Well, yeah, it depends on how do you define things. If we define reports as "bugs", then I guess this checker already does not find bugs, but best-practices violations.
Then it can be argued whether "best practice" should be extended to include all the memory reachable through pointers.

Fair point. I still am very confident that pointer chasing should be a thing, but I strongly agree that it lacks good heuristics to make the reports more meaningful.

Szelethus updated this revision to Diff 159291.Aug 6 2018, 6:29 AM

Fixed the comments.

george.karpenkov accepted this revision.Aug 6 2018, 9:57 AM

Great, thanks a lot!

This revision is now accepted and ready to land.Aug 6 2018, 9:57 AM

I think what pointer chasing should do, is check whether that pointer owns the pointee. In that case, it should be fine to analyze it.

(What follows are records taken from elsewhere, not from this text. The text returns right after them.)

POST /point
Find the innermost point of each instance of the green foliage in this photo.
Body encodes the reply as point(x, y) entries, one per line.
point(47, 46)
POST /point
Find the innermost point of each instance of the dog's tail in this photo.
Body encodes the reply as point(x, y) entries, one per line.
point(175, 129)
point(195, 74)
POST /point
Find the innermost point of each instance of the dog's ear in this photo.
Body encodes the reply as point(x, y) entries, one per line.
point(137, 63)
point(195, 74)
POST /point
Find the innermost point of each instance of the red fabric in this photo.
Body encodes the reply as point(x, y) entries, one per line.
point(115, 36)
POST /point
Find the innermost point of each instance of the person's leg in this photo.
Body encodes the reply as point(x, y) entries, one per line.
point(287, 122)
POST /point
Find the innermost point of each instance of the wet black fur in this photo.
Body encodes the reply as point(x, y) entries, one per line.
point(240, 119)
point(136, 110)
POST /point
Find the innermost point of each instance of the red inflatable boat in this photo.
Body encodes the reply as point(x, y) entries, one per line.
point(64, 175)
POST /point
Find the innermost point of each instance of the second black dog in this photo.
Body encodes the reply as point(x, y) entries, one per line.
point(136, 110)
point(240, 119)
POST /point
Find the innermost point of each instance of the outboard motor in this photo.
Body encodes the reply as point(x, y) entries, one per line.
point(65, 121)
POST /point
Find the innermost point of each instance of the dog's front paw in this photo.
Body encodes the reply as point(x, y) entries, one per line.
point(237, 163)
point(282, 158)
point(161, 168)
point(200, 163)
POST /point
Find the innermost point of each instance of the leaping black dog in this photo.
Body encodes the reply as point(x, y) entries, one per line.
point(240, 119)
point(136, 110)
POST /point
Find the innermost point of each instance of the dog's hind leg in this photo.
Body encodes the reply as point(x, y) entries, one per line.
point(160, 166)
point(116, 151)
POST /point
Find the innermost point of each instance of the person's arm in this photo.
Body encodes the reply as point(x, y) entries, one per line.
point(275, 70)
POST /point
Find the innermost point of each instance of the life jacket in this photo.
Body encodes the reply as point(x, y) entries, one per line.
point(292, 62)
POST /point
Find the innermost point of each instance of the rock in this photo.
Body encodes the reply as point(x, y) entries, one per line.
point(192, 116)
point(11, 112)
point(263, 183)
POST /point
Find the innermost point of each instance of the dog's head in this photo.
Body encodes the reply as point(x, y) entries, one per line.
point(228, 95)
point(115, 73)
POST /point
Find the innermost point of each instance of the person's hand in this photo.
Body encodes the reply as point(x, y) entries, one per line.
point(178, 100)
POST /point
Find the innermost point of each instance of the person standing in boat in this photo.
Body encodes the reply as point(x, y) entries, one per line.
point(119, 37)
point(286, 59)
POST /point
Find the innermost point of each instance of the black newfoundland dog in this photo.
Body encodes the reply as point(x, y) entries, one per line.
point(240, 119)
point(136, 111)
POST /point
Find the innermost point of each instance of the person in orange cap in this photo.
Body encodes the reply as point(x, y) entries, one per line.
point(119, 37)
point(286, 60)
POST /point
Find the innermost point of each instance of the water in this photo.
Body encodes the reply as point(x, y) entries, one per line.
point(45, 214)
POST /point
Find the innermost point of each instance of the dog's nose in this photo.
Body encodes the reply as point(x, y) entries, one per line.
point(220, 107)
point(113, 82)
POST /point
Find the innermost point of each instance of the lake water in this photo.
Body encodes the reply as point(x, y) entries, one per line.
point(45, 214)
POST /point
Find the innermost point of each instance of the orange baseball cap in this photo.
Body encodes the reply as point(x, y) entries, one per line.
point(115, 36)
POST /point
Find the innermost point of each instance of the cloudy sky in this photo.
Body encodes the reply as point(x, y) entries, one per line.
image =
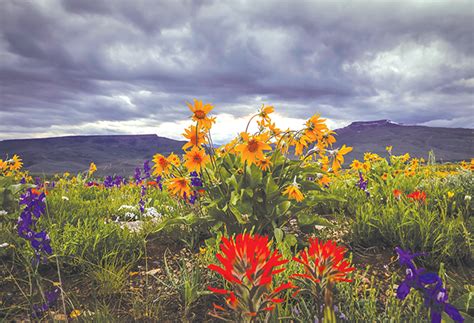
point(121, 66)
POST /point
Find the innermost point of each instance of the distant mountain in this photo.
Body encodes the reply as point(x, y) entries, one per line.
point(121, 154)
point(112, 154)
point(448, 144)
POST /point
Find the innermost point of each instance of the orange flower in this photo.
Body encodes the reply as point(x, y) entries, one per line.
point(418, 196)
point(195, 159)
point(397, 193)
point(324, 263)
point(200, 112)
point(195, 136)
point(328, 138)
point(173, 159)
point(179, 186)
point(161, 164)
point(15, 163)
point(339, 157)
point(249, 266)
point(294, 192)
point(252, 147)
point(356, 164)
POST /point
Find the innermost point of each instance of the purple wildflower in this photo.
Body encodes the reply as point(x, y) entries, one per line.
point(138, 175)
point(195, 179)
point(142, 199)
point(35, 206)
point(158, 180)
point(147, 168)
point(361, 184)
point(429, 284)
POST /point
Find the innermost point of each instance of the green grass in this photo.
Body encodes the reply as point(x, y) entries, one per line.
point(94, 255)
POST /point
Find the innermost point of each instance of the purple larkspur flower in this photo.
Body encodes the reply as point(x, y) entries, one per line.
point(362, 184)
point(195, 179)
point(34, 207)
point(158, 180)
point(142, 199)
point(429, 284)
point(138, 175)
point(147, 168)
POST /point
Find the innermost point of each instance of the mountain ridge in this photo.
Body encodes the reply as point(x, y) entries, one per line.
point(120, 154)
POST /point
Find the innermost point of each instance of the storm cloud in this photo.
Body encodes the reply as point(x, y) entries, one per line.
point(112, 66)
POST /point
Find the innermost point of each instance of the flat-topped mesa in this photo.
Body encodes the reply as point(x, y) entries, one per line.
point(375, 123)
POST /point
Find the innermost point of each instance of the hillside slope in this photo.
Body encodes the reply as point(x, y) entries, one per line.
point(121, 154)
point(112, 154)
point(448, 144)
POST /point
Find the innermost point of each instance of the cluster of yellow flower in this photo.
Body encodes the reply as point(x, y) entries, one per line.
point(312, 143)
point(13, 167)
point(467, 165)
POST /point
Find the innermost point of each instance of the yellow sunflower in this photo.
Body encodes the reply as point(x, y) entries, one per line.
point(195, 159)
point(179, 186)
point(339, 157)
point(195, 136)
point(265, 111)
point(200, 112)
point(264, 164)
point(252, 147)
point(173, 159)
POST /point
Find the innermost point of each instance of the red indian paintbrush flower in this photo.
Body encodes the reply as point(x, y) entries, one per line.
point(324, 262)
point(324, 265)
point(249, 265)
point(417, 196)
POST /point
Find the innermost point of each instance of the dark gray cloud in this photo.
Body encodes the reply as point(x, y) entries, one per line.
point(91, 66)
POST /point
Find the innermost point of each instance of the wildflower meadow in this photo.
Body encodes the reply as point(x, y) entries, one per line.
point(272, 226)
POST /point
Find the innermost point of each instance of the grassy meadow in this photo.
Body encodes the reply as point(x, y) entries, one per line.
point(241, 233)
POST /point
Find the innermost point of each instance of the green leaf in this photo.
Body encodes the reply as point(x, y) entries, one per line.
point(237, 214)
point(306, 219)
point(283, 207)
point(234, 197)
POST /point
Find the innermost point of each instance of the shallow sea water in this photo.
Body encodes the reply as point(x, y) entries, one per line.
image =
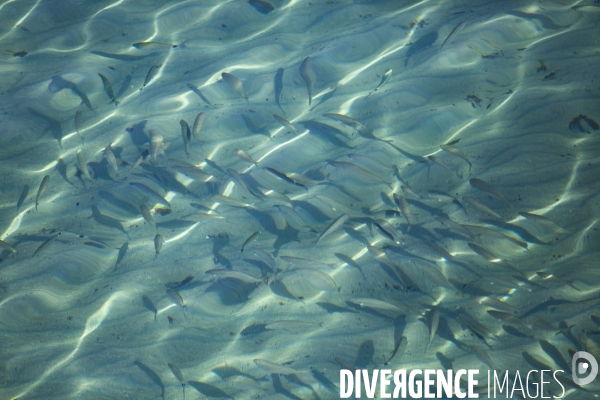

Do you mind if I put a TODO around flag's description stating that this should be implemented and pointer chasing should be enabled by default once that's done?

I think what pointer chasing should do, is check whether that pointer owns the pointee

But ownership is a convention, and it's not always deducible from a codebase.
I think of those as two separate checks, and I think we should only talk about enabling the pointer-chasing after we had established that just checking for uninitialized fields finds lots of valid bugs (and we can only do that after it gets enabled for many projects)

I think what pointer chasing should do, is check whether that pointer owns the pointee

But ownership is a convention, and it's not always deducible from a codebase.

How about the following case:

struct A {
  struct B {
    int b;
  };
  std::unique_ptr<B> ptr;
  A() : ptr(new B) {}
};

A a;

Here, a->ptr->b is clearly uninitialized, and I think it's fine to assume in most cases that no other pointer points to it right after a's construction.

I think of those as two separate checks, and I think we should only talk about enabling the pointer-chasing after we had established that just checking for uninitialized fields finds lots of valid bugs (and we can only do that after it gets enabled for many projects)

I think in the earlier case *this->ptr should be regarded as a regular field, and it could be analyzed without fear of spamming too many reports. Currently the biggest problem is that many objects could contain references to the same object:

struct A { int x; };
struct B {
  A &a;
  B(A &a) : a(a) {}
};
struct C {
  A &a;
  C(A &a) : a(a) {}
};

A a;
B b(a);
C c(a); // a.x reported twice
Szelethus added a comment.EditedAug 6 2018, 1:50 PM

If we ignore references, check whether the pointee was constructed within the constructor, and maybe add some other clever heuristics, I'm very much in favor of enabling pointer chasing by default. But I totally support disabling it for now.

@Szelethus in any case, could you commit this change for now? I'm very keen on seeing the results on a few of our internal projects, and it's much easier to do that once the change is committed.

I'll be back in office tomorrow, about ~13 hours later. But feel free to commit it on my behalf if it's urgent.

Szelethus updated this revision to Diff 159486.Aug 7 2018, 5:07 AM

Added the TODO we were discussing.

This revision was automatically updated to reflect the committed changes.